方法8:Windows Defenderファイアウォールを無効化する(非推奨)
Windows Defenderファイアウォールを一時的に無効化して問題を解決することも可能です。「Windows 10のファイアウォールを無効にする方法」のガイドを参考に、安全に無効化してください。

問題が解決したら、必ずWindowsファイアウォールを再度有効にしてください。セキュリティ対策なしのPCは、マルウェア攻撃のリスクが高まります。
方法9:ウイルス対策ソフトを無効化する(該当する場合)
Visual Studioのエラーはウイルス対策ソフトが原因で発生することも少なくありません。その場合は、一時的に無効化することを検討してください。「Windows 10でウイルス対策を一時的に無効にする方法」のガイドを参考にしてください。

方法10:ユーザーアカウント制御(UAC)の設定を調整する
この方法では、PC上のすべてのUACプロンプトを無効にします。これにより、管理者によるダウンロード制限に応答することなく、インストールファイルを実行できるようになります。以下の手順でUAC設定を調整しましょう。
1. Windowsキーを押して「コントロールパネル」と入力し、「開く」をクリックします。

2. 「表示方法」を「カテゴリ」に設定し、「システムとセキュリティ」を選択します。

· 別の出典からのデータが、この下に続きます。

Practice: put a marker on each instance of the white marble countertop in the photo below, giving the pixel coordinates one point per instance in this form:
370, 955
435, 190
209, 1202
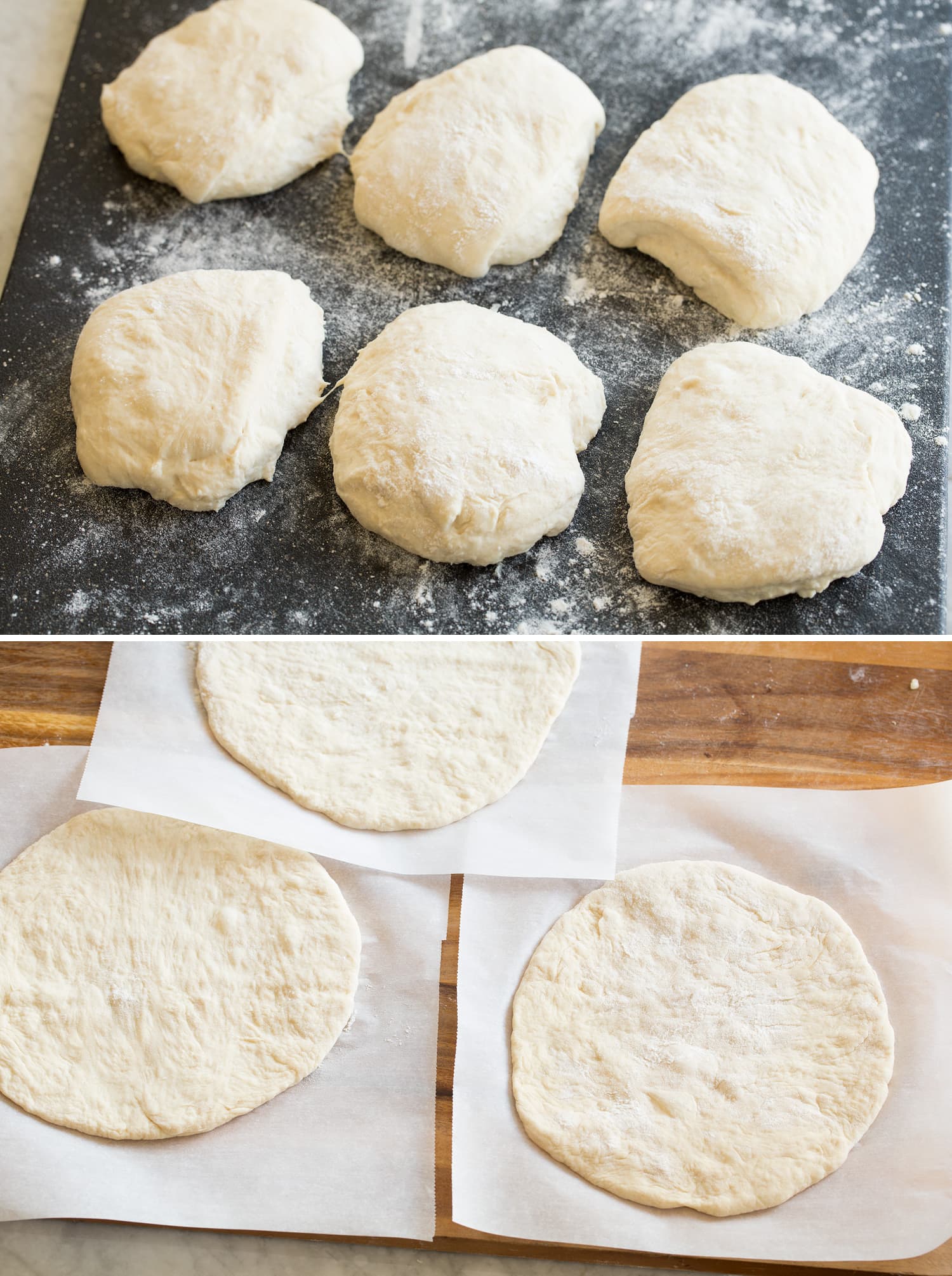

3. 「セキュリティとメンテナンス」をクリックします。

4. 「ユーザーアカウント制御設定の変更」をクリックします。

5. スライダーを一番下の「通知しない」までドラッグし、「OK」をクリックします。
注意:求められた場合はシステムパスワードを入力してください。この設定を変更すると、スライダーで設定を戻すまで、管理者権限を求められなくなります。

方法11:ユーザーアカウントを管理者プロファイルに切り替える
使用中のユーザープロファイルを管理者プロファイルに切り替えることで、この問題を解決できます。以下の手順に従ってください。
1. Windows + Rキーを同時に押して「ファイル名を指定して実行」ダイアログを開きます。
2. netplwizと入力して「OK」をクリックし、「ユーザーアカウント」ウィンドウを開きます。
注意:netplwizは、PCに設定されたサインイン時のパスワード入力を省略できるコマンドラインツールです。

3. 「ユーザー」タブで自分のアカウントを選択します。
4. 「プロパティ」をクリックします。

5. 「グループメンバーシップ」タブに移動し、「管理者」を選択して管理者アカウントに変更します。
6. 「適用 > OK」をクリックします。

方法12:Visual Studioの設定をリセットする
上記のいずれの方法でも解決しない場合は、Visual Studioの設定をすべてデフォルトに戻しましょう。以下の手順で実行できます。
1. PCでVisual Studioを起動します。
2. メニューバーの「ツール」をクリックします。

3. 「設定のインポートとエクスポート…」を選択します。

4. ウィザードで「すべての設定をリセット」を選択し、「次へ >」をクリックします。

5. 「はい、現在の設定を保存します」を選択して「次へ >」をクリックします。
注意:「いいえ、設定だけをリセットし、現在の設定を上書きします」を選択することもできます。
6. 「完了」をクリックします。
7. 設定のリセットが完了したら、「閉じる」をクリックしてウィザードを閉じます。